WVU Eye Institute retinopathy of prematurity clinical trial results in FDA approval
MORGANTOWN, W.Va. – A clinical trial conducted by the WVU Eye Institute for the use of EYELEA, an injection medication, has led to FDA approval for the treatment of retinopathy of prematurity (ROP).
The WVU Eye Institute was the first facility to enroll patients in a clinical trial assessing the use of the investigational drug EYLEA for the treatment of ROP, a condition in which abnormal vessels grow in the retina, the light receiving tissue of the eye.
ROP can occur in infants born prematurely or those who weigh less than three pounds at birth. Depending on the severity of the retinopathy, the issue could resolve on its own or require medical intervention to prevent significant vision impairment or blindness.
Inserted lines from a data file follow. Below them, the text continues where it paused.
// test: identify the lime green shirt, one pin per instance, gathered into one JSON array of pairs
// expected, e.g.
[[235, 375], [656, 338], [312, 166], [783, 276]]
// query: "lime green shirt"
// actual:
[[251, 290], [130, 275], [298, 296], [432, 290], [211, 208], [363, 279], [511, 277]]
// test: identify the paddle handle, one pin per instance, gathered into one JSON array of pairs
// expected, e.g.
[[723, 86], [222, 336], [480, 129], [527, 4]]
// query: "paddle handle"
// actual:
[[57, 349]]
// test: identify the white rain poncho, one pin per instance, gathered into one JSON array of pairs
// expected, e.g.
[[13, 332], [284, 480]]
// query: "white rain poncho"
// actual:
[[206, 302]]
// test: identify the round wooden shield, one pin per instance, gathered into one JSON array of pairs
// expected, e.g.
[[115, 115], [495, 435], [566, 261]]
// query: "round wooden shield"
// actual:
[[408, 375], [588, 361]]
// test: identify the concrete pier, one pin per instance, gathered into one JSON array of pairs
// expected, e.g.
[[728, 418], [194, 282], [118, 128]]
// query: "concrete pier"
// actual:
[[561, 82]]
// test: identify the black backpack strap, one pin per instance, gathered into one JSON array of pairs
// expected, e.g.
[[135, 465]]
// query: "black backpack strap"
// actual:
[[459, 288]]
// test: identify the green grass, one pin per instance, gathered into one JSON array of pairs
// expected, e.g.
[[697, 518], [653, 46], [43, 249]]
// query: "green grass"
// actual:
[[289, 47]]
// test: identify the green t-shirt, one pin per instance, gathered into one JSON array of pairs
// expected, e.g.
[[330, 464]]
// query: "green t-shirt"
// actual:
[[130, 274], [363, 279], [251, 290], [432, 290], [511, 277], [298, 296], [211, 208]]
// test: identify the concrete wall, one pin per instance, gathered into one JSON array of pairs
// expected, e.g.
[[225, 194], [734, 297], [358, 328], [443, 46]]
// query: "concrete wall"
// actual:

“Infants are given eye exams when they are born so we can detect conditions like this before they become a problem,” Ghassan Ghorayeb, M.D., vice chair of clinical affairs and Vitreoretinal Fellowship director, said. “We are proud to help this medication reach the market for the treatment of ROP because it will help to provide more options to treat and prevent childhood vision loss and blindness.”
The medication was approved for use in patients with ROP following an inspection conducted as a part of the FDA’s Bioresearch Monitoring Program, which includes inspections designed to evaluate the conduct of research and to help ensure that the rights, safety, and welfare of the human subjects have been protected.
EYLEA is the first pharmacologic treatment for preterm infants with retinopathy of prematurity by the FDA. ROP is a leading cause of childhood blindness worldwide. Following this approval, EYLEA is now indicated to treat five retinal conditions caused by ocular angiogenesis, the formation of abnormal blood vessels in the eye.